6.Check all boundary conditions.
Candidates forget to do this frighteningly often. In fact, practicing programmers sometimes forget to do this. That's how bugs get started. You should verify that your code properly handles cases where inputs are negative or zero, lists are empty, strings are empty, and pointers are NULL. This is also a good habit to have after you get the job. Expect bad input from users. Users rarely do as they are expected. You should protect your code, and return a deive error back to the user. Display enthusiasm. Don't underestimate the importance of your appearance and attitude during the interview. While your skills and experience may be the focus of the technical interview, looking bored or uninterested may do more to sabotage your chances than blowing an interview problem.
7.Work Things Into Your Conversations
In addition to these basic rules for the technical interview, there are some other things worth pointing out.

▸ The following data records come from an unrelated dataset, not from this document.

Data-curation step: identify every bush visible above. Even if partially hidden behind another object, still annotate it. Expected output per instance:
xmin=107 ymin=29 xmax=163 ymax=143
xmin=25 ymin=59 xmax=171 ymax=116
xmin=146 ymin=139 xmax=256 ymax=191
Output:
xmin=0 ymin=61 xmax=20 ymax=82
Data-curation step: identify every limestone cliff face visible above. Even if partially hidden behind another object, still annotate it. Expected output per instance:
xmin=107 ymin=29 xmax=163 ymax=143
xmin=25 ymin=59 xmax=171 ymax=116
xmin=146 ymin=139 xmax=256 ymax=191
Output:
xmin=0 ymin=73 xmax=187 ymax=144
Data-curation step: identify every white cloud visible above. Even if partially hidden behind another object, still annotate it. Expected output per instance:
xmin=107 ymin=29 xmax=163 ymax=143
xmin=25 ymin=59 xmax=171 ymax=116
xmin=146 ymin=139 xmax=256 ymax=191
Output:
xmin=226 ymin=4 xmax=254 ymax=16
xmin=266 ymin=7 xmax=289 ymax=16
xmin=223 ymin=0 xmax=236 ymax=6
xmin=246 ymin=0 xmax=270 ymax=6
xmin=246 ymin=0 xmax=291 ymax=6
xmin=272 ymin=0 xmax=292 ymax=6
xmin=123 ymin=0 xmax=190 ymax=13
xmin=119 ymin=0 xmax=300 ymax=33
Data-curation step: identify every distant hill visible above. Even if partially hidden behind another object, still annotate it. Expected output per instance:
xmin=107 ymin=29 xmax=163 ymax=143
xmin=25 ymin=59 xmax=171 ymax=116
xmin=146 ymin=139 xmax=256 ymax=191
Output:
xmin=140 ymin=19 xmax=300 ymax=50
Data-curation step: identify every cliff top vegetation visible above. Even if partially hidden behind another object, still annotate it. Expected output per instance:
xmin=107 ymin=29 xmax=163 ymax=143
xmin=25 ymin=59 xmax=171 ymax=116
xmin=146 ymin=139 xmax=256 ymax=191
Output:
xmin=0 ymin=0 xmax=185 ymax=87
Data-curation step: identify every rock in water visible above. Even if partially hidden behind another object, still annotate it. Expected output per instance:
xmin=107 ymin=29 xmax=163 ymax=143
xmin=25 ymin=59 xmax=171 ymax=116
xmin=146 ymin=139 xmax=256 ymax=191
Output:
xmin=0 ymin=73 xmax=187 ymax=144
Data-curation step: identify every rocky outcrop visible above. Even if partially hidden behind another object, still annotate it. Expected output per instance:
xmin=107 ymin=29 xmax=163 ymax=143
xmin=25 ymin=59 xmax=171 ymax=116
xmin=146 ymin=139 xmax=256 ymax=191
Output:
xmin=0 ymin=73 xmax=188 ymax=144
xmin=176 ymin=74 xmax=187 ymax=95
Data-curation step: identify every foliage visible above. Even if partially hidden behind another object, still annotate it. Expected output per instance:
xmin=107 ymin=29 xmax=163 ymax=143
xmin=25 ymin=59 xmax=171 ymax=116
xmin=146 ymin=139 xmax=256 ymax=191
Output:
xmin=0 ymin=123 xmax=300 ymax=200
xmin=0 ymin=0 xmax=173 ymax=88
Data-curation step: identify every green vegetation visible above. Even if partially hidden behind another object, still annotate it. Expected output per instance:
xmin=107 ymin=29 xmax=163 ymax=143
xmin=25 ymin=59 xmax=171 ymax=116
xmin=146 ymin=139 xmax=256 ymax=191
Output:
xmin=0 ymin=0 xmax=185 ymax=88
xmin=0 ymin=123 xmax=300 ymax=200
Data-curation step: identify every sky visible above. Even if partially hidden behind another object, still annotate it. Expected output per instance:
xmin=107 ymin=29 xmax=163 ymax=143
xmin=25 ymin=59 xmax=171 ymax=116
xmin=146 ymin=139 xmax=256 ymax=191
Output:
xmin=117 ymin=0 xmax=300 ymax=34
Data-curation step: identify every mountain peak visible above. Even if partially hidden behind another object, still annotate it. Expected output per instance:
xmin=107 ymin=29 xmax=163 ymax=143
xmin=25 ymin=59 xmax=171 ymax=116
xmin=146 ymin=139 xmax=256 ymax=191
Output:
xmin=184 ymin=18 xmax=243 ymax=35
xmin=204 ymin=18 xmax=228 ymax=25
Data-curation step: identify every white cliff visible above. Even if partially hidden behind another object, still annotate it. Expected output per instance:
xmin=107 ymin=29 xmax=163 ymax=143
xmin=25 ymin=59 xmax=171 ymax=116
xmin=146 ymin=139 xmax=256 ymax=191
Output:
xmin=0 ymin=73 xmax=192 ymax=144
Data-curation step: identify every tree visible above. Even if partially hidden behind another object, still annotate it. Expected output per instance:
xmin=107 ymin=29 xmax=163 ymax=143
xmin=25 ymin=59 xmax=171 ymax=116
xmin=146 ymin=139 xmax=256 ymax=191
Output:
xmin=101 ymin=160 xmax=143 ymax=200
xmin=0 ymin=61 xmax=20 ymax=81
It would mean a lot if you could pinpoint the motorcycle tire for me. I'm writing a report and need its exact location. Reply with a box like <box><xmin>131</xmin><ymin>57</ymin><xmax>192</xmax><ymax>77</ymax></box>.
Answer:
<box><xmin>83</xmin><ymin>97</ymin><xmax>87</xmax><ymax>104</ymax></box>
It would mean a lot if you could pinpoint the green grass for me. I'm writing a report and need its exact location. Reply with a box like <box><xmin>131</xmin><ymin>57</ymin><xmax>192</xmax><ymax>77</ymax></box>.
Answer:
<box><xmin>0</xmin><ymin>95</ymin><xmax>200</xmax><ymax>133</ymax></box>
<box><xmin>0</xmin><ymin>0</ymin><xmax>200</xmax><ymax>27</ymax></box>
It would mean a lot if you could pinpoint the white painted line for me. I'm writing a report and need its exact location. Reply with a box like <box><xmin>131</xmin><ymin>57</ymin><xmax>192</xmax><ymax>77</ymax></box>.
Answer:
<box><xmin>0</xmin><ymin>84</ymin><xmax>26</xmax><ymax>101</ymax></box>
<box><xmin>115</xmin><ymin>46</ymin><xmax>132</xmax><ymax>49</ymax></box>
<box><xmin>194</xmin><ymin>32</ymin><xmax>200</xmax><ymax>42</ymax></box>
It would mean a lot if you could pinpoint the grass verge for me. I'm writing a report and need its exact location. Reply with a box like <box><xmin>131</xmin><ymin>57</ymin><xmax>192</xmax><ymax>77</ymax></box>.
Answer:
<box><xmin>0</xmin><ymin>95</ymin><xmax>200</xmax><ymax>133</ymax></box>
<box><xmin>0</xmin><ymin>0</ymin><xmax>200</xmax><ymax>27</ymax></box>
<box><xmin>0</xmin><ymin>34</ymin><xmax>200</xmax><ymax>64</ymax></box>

Interviewers don't always have the chance to examine your résumé in advance. This means that the interviewer may not be aware of your past work experience. Don't hesitate to point out experiences working in teams (whether as a part of a past job, a class programming project, or a hobby), working on large projects (paying attention to time spent on design, implementation, and testing), dealing with customers to define requirements, and managing people and projects. Interviewers are interested in hearing about successes as well as failures. When these past experiences weren't successful, you should point out the lessons learned or wisdom gained as a result of these failures. Interviewers want to see that candidates who have had negative experiences are not going to repeat their mistakes.
8.Typical Technical Questions
When preparing for a technical interview, you should review basic structures (linked lists, binary trees, heaps) and algorithms (searching, sorting, hashing). Having a mastery of these topics will likely give you all the necessary knowledge to tackle the problems you will encounter during the technical interview. Also, review the areas for which you're interviewing. If you're interviewing for a systems programming job, review the differences between threads and processes, OS scheduling algorithms, and memory allocation. If you're interviewing for a job that requires experience with an object- oriented language, spend some time brushing up on object-oriented methodology.
Fortunately, some of the same problems come up with surprising frequency. Even if a given interviewer doesn't use any of the problems I present here, studying them should give you insight into solving other problems.
The specific details of your interview will, of course, depend on a number of factors -- the type of job you are applying for, the needs and expertise of the technical interviewer, and guidelines set forth by the organization seeking to hire you. Still, if you generalize and apply the tips I've presented here, you should be well on your way to getting the programming job that you want.